Google's lack of legacy frees it to innovate rapidly and broadly, as Genentench CIO Todd Pierce, a Google Apps customer, suggests:

The rate of innovation at Google is - well I mean, the Oracle, SAP and Microsoft product cycle is five years; Google's product cycle is five days. It's incremental. In five days you're not going to be able to cancel your Microsoft Office license, but in five years, you won't have Microsoft Office.

Microsoft, for its part, is so concerned with "backward compatibility"--"Is this product/feature compatible with our ability to continue to monetize our 1980s-style desktop monopoly?"--that it continues to struggle to embrace the Web. CNET blogger Dave Rosenberg points out that Windows 7 should have been Microsoft's launchpad to cloud computing, but isn't.

There are a lot of "should have beens" for Microsoft when it comes to the Web.

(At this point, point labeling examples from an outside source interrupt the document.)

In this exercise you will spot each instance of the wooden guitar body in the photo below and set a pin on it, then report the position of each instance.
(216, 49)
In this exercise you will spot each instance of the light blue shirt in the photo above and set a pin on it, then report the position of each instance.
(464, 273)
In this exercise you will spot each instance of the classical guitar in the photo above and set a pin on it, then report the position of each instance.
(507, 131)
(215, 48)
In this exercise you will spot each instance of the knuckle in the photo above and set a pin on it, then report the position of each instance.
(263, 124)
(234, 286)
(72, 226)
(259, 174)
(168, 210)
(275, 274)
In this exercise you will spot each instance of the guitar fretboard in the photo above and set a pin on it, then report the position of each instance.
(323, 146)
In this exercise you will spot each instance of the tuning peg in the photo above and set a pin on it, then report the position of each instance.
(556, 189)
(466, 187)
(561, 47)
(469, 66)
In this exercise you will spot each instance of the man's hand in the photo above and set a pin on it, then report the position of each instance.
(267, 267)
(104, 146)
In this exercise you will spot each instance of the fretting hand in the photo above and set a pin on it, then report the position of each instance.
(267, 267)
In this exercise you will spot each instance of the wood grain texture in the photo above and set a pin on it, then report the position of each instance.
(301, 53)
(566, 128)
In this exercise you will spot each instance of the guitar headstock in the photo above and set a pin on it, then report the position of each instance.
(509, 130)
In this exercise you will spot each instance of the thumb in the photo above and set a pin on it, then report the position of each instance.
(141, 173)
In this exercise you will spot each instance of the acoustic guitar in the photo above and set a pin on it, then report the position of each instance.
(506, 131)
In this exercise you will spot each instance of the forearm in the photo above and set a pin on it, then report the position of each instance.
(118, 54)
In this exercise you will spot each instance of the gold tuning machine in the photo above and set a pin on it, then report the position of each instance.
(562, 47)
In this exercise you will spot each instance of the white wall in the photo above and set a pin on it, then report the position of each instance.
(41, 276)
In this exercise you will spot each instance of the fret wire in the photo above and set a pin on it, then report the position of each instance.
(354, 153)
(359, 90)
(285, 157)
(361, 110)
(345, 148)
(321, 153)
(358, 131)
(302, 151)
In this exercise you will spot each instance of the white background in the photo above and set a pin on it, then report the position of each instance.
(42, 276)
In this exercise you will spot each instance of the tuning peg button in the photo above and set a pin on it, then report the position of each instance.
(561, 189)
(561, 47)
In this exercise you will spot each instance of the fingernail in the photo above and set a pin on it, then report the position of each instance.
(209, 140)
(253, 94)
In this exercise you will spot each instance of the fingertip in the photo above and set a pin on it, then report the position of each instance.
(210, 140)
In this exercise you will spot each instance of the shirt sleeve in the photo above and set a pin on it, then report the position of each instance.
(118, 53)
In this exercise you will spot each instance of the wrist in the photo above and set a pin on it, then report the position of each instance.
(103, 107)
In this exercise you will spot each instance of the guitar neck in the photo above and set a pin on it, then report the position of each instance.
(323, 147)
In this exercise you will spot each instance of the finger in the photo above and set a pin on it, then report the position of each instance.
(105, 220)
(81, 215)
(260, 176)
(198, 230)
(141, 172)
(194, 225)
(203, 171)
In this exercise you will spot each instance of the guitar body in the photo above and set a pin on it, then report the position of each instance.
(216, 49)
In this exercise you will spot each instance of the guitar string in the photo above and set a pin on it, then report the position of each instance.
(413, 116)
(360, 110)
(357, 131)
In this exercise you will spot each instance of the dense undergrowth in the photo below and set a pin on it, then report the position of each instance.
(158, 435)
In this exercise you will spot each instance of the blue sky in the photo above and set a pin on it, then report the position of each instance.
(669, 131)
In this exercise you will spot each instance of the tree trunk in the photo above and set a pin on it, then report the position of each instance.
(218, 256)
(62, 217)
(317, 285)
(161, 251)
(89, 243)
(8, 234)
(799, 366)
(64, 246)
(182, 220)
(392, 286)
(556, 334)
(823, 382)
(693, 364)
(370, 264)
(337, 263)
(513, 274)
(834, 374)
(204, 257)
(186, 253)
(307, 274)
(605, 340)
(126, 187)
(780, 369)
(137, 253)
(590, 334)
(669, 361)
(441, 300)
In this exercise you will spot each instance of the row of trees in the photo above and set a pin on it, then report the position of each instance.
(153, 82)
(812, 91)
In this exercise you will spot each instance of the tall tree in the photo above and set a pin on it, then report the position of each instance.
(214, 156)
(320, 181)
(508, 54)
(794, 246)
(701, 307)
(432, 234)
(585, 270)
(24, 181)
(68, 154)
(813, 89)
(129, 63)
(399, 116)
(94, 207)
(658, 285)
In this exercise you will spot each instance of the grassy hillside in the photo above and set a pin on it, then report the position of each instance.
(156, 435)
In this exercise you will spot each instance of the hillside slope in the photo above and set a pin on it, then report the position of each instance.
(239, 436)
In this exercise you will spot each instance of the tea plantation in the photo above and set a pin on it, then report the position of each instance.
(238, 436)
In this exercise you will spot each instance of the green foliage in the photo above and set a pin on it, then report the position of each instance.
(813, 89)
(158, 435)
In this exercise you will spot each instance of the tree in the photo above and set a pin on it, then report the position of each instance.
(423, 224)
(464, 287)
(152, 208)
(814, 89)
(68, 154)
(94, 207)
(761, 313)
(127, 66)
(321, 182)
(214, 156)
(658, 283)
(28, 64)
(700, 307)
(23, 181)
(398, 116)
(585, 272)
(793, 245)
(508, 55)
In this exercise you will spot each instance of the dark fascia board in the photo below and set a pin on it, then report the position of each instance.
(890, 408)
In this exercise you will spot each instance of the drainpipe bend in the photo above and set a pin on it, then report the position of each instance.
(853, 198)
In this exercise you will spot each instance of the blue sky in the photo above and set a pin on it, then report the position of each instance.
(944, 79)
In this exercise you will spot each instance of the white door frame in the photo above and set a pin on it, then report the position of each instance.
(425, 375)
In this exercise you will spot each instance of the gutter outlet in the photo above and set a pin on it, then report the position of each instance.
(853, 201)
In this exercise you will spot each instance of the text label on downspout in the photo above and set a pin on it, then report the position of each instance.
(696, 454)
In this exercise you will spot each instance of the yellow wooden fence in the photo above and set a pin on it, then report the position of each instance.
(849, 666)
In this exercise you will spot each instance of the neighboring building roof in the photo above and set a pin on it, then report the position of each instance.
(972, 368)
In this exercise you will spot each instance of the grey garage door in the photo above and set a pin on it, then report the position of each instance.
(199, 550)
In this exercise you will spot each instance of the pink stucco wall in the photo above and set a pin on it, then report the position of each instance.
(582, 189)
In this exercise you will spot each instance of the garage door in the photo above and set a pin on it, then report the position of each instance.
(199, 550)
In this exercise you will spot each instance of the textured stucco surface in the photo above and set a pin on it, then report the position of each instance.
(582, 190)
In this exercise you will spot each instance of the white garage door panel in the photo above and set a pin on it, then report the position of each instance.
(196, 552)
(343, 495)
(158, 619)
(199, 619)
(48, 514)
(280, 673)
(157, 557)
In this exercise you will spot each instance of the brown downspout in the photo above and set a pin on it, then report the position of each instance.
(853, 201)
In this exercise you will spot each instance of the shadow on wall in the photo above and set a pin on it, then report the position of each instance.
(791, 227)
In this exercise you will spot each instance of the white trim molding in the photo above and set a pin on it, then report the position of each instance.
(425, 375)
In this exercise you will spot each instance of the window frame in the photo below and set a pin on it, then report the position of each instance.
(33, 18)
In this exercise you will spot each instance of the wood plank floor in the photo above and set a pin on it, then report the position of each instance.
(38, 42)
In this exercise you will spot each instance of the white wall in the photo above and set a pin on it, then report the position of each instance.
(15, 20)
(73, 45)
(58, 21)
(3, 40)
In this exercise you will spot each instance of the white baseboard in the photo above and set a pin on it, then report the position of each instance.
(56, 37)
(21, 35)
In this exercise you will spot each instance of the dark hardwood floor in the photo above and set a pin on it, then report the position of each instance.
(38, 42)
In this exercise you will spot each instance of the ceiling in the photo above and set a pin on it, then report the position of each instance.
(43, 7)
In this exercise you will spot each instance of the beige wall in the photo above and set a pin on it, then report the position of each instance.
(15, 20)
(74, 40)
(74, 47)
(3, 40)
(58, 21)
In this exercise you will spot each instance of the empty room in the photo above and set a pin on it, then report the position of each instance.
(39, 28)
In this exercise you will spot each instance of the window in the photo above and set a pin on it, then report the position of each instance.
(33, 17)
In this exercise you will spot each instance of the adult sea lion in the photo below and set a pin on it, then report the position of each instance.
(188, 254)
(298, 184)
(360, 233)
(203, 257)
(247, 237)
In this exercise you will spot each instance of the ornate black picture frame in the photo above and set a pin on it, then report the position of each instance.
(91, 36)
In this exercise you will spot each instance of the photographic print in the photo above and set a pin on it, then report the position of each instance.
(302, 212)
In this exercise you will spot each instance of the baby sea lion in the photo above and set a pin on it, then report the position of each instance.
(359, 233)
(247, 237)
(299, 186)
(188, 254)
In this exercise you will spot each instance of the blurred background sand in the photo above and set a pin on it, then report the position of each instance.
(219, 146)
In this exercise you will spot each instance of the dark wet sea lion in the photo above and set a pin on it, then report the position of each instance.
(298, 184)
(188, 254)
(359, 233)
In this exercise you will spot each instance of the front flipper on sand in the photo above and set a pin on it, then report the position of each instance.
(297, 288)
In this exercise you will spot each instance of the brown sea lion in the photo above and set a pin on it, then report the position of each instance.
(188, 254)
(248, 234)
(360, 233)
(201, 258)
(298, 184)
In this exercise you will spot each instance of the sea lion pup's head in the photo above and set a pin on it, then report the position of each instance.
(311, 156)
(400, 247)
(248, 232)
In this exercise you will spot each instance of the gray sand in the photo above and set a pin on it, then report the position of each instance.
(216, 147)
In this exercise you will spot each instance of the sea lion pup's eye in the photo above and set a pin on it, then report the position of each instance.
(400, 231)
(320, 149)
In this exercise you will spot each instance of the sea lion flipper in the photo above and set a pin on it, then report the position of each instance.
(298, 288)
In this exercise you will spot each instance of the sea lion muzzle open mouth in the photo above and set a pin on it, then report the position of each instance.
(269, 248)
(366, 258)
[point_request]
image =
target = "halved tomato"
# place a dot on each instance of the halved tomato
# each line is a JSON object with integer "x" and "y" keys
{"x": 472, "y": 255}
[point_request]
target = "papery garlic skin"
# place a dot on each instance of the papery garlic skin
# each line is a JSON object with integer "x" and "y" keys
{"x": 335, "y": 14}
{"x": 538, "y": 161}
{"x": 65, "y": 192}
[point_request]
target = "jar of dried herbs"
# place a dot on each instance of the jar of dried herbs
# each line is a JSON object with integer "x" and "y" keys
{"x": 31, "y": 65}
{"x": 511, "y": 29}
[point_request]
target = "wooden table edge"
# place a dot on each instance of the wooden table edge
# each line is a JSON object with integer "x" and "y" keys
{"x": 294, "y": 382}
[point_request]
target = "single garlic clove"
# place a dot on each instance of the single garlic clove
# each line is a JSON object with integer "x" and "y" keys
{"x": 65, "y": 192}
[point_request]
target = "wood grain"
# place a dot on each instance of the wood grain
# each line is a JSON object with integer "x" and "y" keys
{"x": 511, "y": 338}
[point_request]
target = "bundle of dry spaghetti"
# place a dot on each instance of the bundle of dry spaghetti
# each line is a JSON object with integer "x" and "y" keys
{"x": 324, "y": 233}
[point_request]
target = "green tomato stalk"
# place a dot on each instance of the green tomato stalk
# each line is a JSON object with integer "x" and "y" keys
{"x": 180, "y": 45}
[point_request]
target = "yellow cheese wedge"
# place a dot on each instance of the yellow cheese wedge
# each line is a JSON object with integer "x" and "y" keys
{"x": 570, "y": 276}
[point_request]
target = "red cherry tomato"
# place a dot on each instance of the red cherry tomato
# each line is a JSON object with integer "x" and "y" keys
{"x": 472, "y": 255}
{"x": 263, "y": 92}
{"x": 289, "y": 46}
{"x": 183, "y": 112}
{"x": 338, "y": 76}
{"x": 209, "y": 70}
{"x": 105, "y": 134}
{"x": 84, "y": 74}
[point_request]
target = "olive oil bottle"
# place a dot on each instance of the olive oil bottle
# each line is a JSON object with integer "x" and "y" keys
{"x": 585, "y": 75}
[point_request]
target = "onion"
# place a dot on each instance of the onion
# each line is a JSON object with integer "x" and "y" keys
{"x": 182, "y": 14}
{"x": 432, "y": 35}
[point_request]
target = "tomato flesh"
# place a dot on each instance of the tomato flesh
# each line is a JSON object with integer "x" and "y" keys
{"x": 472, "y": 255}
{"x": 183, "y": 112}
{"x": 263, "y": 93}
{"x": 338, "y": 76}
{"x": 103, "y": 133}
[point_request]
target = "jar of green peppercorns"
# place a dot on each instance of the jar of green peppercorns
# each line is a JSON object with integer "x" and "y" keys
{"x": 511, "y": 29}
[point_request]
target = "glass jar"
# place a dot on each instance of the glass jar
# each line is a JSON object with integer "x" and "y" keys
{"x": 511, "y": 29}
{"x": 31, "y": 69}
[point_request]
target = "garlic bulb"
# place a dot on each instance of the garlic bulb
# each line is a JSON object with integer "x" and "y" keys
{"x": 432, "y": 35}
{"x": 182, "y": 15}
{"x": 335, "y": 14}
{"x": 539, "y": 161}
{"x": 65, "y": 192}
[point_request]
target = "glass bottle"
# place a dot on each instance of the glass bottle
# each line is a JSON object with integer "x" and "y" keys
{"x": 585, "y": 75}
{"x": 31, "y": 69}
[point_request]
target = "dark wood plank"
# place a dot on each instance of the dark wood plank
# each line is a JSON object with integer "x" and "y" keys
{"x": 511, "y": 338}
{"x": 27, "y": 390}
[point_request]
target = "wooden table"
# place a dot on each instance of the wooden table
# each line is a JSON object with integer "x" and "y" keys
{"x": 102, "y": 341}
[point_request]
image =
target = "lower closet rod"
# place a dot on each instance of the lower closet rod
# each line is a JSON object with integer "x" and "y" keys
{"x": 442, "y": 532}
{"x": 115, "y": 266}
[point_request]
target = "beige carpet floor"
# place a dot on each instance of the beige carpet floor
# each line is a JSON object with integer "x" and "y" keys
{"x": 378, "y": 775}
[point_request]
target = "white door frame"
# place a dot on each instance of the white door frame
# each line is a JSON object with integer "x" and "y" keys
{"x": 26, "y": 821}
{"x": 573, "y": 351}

Meanwhile, no one is slowing down for Microsoft. Let's stick with cloud computing for a minute. VMware dominates virtualization and has a strong claim on cloud computing, though open-source rivalry from Eucalyptus and VMops threatens to challenge both VMware and Microsoft as they seek to dominate cloud computing.

And then there's Google, which provides an increasingly wide array of cloud-based services to enterprises looking to untether themselves from the desktop. In an interview with CNET News, Google CEO Eric Schmidt argues that "The browser can be both enterprise- and consumer-capable. The architecture is driven from the browser. That is the story of enterprise IT today."